Sure, there are many costs involved in owning a home, such as maintenance, taxes, and utilities. However, there are lots of benefits to living in a nice home in a nice neighborhood. These costs and benefits probably balance out. The bottom line is that owning a home in recent years has been a slam-dunk financial windfall.

But housing’s salad days are over. House prices will be lucky to hold their own for the next few years. What changed? The answer is mortgage rates. They have risen a lot in recent weeks. Thirty-year fixed mortgage rates surged to more than 5.25%, up from 3% as recently as the start of the year. They were down to 5.1% in Thursday’s weekly report. For much of last year, rates consistently hit new record lows well below 3%.

Even higher mortgage rates seem likely.
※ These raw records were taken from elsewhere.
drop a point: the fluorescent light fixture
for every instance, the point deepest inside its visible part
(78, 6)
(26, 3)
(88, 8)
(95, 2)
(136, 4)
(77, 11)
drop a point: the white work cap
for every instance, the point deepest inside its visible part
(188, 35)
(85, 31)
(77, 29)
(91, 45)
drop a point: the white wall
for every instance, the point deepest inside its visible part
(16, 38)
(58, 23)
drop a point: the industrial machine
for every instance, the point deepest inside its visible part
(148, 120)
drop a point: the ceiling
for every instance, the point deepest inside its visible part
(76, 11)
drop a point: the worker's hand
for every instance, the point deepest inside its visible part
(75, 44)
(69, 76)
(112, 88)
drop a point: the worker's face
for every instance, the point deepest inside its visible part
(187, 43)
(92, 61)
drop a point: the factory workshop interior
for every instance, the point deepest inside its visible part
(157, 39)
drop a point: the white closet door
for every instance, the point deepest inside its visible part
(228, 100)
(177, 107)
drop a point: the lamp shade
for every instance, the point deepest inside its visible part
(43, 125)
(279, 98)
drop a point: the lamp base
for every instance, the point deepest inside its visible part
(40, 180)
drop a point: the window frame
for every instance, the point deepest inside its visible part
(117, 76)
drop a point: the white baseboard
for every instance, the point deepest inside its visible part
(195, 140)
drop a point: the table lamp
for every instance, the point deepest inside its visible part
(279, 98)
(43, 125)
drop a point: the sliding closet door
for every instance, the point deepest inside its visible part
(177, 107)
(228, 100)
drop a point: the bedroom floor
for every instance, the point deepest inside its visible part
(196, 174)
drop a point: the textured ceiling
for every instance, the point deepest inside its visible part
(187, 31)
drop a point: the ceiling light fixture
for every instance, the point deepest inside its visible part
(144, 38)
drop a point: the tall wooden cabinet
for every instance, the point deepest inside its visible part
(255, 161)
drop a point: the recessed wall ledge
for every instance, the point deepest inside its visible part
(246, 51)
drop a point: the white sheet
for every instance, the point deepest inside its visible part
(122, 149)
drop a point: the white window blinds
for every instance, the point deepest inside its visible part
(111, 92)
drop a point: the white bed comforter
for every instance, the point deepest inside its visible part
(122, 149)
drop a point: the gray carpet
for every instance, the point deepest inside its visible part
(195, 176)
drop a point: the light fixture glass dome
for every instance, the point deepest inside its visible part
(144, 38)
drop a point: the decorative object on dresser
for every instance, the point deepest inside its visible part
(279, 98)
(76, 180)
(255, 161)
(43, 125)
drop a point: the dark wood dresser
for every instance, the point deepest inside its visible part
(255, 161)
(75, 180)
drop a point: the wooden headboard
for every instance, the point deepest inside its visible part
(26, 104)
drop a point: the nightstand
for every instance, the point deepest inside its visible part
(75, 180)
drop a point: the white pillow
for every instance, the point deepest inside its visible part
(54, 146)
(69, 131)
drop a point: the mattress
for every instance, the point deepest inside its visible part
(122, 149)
The economy is growing strongly, and inflation is raging, forcing the Federal Reserve to go on high alert. It is telegraphing numerous interest-rate hikes.

Higher mortgage rates have quickly conflated with the extraordinarily high house prices to make purchasing a home unaffordable for most Americans. At the current mortgage rate and house price, the monthly mortgage payment is more than $1,700. That’s $500 more a month than a year ago, almost $1,000 more than a decade ago in today’s dollars. A household earning the median income needs to shell out almost a third of its income for the monthly payment.
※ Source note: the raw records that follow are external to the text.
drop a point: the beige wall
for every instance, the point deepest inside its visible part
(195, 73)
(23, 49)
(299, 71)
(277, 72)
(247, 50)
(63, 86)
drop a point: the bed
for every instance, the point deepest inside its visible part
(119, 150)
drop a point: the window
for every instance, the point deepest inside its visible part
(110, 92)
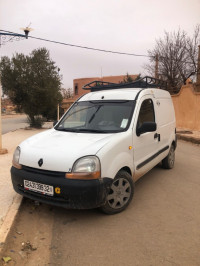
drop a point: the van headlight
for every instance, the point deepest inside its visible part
(85, 168)
(16, 156)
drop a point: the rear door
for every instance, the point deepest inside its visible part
(146, 146)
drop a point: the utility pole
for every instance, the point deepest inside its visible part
(198, 68)
(156, 67)
(6, 36)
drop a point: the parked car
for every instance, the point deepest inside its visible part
(102, 145)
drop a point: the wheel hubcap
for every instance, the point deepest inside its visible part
(119, 194)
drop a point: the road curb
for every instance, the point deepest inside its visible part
(9, 219)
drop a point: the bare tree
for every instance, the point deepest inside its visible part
(177, 55)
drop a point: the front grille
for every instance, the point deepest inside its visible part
(43, 172)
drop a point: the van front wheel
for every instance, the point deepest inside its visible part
(120, 194)
(168, 162)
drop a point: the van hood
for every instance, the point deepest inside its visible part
(59, 150)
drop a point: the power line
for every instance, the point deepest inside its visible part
(84, 47)
(93, 49)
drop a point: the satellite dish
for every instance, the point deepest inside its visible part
(26, 31)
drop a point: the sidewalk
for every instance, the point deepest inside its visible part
(9, 199)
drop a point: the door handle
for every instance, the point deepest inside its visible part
(157, 136)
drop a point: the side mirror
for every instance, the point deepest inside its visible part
(146, 127)
(54, 123)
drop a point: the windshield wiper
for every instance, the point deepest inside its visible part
(82, 130)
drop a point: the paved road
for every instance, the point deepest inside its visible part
(160, 227)
(13, 123)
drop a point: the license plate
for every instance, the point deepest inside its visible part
(38, 187)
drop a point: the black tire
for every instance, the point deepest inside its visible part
(168, 161)
(120, 194)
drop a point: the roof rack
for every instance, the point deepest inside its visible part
(145, 82)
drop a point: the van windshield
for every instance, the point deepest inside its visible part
(98, 117)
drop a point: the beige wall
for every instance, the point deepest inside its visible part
(187, 108)
(83, 81)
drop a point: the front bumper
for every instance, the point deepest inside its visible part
(74, 194)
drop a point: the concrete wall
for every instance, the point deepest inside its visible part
(79, 83)
(187, 108)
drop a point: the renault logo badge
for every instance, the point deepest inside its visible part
(40, 162)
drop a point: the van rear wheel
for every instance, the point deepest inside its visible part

This daunting arithmetic is quickly creating fissures in the all-important spring home-selling season. Mortgage applications to purchase a home and buyer traffic for new homes have rolled over definitively. With home sales under pressure, the parabolic increase in house prices will soon peter out. Prices are likely to decline meaningfully in markets, mostly in the South and West, that have been most juiced-up. Philadelphia isn’t one of these markets, but it won’t be spared some price weakness.

Of course, talk of house-price declines conjures up the nightmare of the bursting housing bubble and financial crisis more than a decade ago. That’s not what is going to happen this go-around. The crash occurred in no small part due to the egregious mortgage lending and inherently unaffordable loan products that drove housing demand during the bubble. Remember those two-year subprime exploding adjustable-rate mortgages. Mortgage defaults and foreclosure sales at significantly discounted prices surged when the market crashed back then.

Financial system safeguards put in place in the wake of the financial crisis, including new rules on mortgage lending, have made lending far more restrained in the current house-price boom. Today mostly only 30- and 15-year fixed rate mortgages are being originated. Foreclosures are sure to rise in the next few years, but only modestly in a return to more typical levels and certainly not to the degree that would result in more serious price declines.

Also putting a proverbial floor under house prices is the severe shortage of homes. Ever since homebuilding collapsed during the housing crash, builders have been unable to put up enough new homes. The pandemic has also scrambled supply chains for building materials, delaying deliveries of everything from plumbing fixtures to countertops.

So even though eye-popping house-price declines are unlikely, brace yourself. House prices are going nowhere fast in the next few years. It will be quite a comeuppance.

Mark Zandi is chief economist of Moody’s Analytics.